У многих Петербург ассоциировался с военными парадами и яркими офицерскими мундирами. Но это были не единственные краски города. «Шерстяные платки на плечах у деревенских баб, всюду сновавших по городу, обычно были в крупную клетку — как это тоже было привычно глазу! И каких только тут не было сочетаний — синего с оранжевым, зеленого с красным, серого с черным... А сколько еще всевозможных продавцов и уличных ремесленников заполняло улицу — разносчики, сбитенщики, точильщики, стекольщики, продавцы воздушных шаров, татары-халатники, полотеры — всего не перечесть, — и их белые передники, картузы, зипуны, валенки (иногда так красиво расписанные красным узором) и разные атрибуты и инструменты простонародья, как все это оживляло и красило картину петербургской жизни»[11]. Полиция, вероятно пугаясь такой социальной пестроты столицы, не пускала одетых «по-простонародному» в Летний сад, на Дворцовую набережную, да и на Невский и Большую Морскую (если не считать утренних часов)[12].

«Трение» этих миров и стало одной из причин февраля 1917 года, столь загадочного как для современников, так и для исследователей. В те дни государственные мужи Петербурга должны были «расшифровать» брожение непонятного для них «дна» столицы. Утомленные бесплодным противостоянием с правительством, депутаты Думы томились в ожидании революции, которая, подобно deus ex machina, должна была разрешить все волновавшие их проблемы. Они пугали власть «Ахеронтом» в ноябре, декабре 1916 года, в январе и феврале 1917-го. Уже, казалось бы, ничто не предвещало потрясений, когда по столице прокатилась волна спорадических и никем не организованных волнений, в которых немалую роль сыграл городской люмпен, недавно побывавший на фронте. Изначально правительственная администрация не придавала этим волнениям большого значения, городской обыватель не усматривал в хаосе тех дней тектонических сдвигов всей российской жизни, зато думцы, не покидавшие Таврического дворца, в самом скором времени пришли к мысли, что это и есть революция, которую они ждали уже несколько месяцев — именно они рассмотрели ее призрак в неясных очертаниях социального недовольства[13].
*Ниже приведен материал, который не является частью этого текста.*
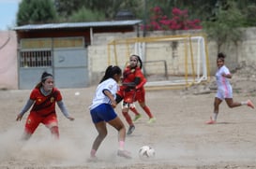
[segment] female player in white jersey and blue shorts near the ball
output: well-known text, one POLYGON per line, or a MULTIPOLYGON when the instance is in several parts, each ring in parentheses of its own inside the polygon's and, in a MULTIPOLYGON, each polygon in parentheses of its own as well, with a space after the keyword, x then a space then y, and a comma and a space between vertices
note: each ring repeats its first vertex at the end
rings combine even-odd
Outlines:
POLYGON ((118 66, 110 65, 104 77, 100 80, 96 90, 93 103, 89 107, 92 120, 98 131, 92 149, 91 158, 96 158, 96 152, 99 145, 107 135, 106 122, 112 125, 118 131, 119 148, 117 155, 130 159, 130 153, 124 149, 126 139, 126 128, 122 120, 114 112, 113 108, 116 106, 115 94, 118 90, 117 82, 122 76, 122 70, 118 66))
[1] Михневич В. Петербург весь на ладони. СПб., 1874. С. 263.

[2] Там же. С. 268.

[3] Корелин А. П. Дворянство в пореформенной России. 1861 — 1904 гг. М., 1979. С. 120.

[4] Колышко И. И. Великий распад: Воспоминания. СПб., 2009. С. 124.

[5] Три века Санкт-Петербурга: Энциклопедия. Т. 2. Девятнадцатый век. СПб., 2011. Кн. 8. С. 538.

[6] Михневич В. Указ. соч. С. 262.

[7] Там же. С. 265.

[8] Там же. С. 266.

[9] Там же. С. 270.

[10] Добужинский М. В. Воспоминания. М., 1987. С. 11.

[11] Там же. С. 13.

[12] Там же. С. 12.

[13] Соловьев К. А. Политическая культура // Очерки русской культуры. Конец XIX — начало XX в. Т. 2. М., 2011. С. 98—99; Он же. Дума в ожидании революции // Государство и общество. Проблемы социально-политической и экономической истории России: Сб. науч. ст. Вып. 6. Пенза, 2011. С. 141 — 146.